Laura Coates, MBChB, on Progression to Psoriatic Arthritis from Psoriasis
Dr Coates discusses her presentation at ACR Convergence on a study that found the risk of developing psoriatic arthritis was lowest among patients with psoriasis who were treated with IL-17 inhibitors compared to those treated with IL-23, IL-12/23, and anti-TNF therapies.
Laura Coates, MBChB, is an associate professor and NIHR Research Professor in the Nuffield Department of Orthopaedics, Rheumatology and Musculoskeletal Sciences at Oxford University in Oxford, UK.
Hello, my name's Laura Coates from the University of Oxford in the UK, and I'm here to share with you some data that I've just presented at the ACR meeting in Chicago, in America. So this data was a post-hoc analysis of the FOREMOST study. So this is a study in oligoarticular psoriatic arthritis where patients were randomized to receive either apremilast or placebo for the first 16 weeks, and then those on placebo switched over to active treatment. And it's one of the few studies where a group of specifically oligoarticular disease have been recruited, as I'm sure most of our trials, the big phase 3 trials of drugs tend to have tender joint counts of 20, swollen joint counts of 10—very polyarticular disease. So I think the oligoarthritis patients are often missed, but they do account for quite a large proportion of the patients that we see in clinic.
So it's important to really understand how to treat them and how their disease might progress. So the main data from the foremost study has been presented previously that showed that apremilast was superior to placebo. But the aim of this analysis was to look at what factors predicted progression from oligoarticular disease less than 5 active joints to polyarticular disease with 5 or more active joints. And that's important. I think historically, we've often thought of oligoarthritis as being a mild disease, but we do know from quite a lot of old studies in fact, that a lot of oligoarthritis patients or a proportion will go on to develop polyarticular disease. So it's kind of useful to think about which patients are the highest risk, where we may need to monitor them more closely or intervene more strongly. So the first thing they did in this analysis was they looked at the whole population.
So those who received apremilast and those who received placebo, and they showed that those receiving apremilast were much less likely to go on to get polyarticular disease. That makes sense, because they were receiving active treatment. The patients that were more likely to show progression to oligo- to polyarthritis were women. Those who were not receiving a conventional DMARD like methotrexate alongside their apremilast or placebo, those who had enthesitis, those who had a higher BMI, and those who had dactylitis as well. So we can see associations with types of psoriatic arthritis or patterns of disease as well as sex and BMI. Then what they went on to do was look specifically at the placebo group.

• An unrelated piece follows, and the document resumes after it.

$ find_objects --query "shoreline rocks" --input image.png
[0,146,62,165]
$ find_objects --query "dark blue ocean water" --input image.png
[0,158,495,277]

Obviously those receiving apremilast were much less likely to get progression of disease, but actually in terms of natural history of the disease, what happens in patients who are not treated with systemic medication? Again, what are the factors at play here? And I think some of these were the same. So we saw more progression again in women and in those who have not had prior DMARD use. So again, treatment comes out. We saw actually less progression in those with nail psoriasis, which is maybe surprising. Maybe you would expect that to be associated with more progression, consistently. Again, more progression in those who were more overweight, so with the BMI of over 30, and again, those who had active dactylitis.
So I think this is really useful data because this is a group of patients that we don't study often. They're not included in a lot of the trials. And it's really important for us to think about how we personalize treatment in psoriatic arthritis. Not all oligoarthritis patients require systemic therapy or biologics, but a proportion of them can have very severe disease or can go on to progress to much more severe disease. And so understanding those factors that predict who's more likely to go on to develop more significant or widespread disease really helps us to understand who we need to intervene in a little bit more aggressively from the beginning. Thank you very much.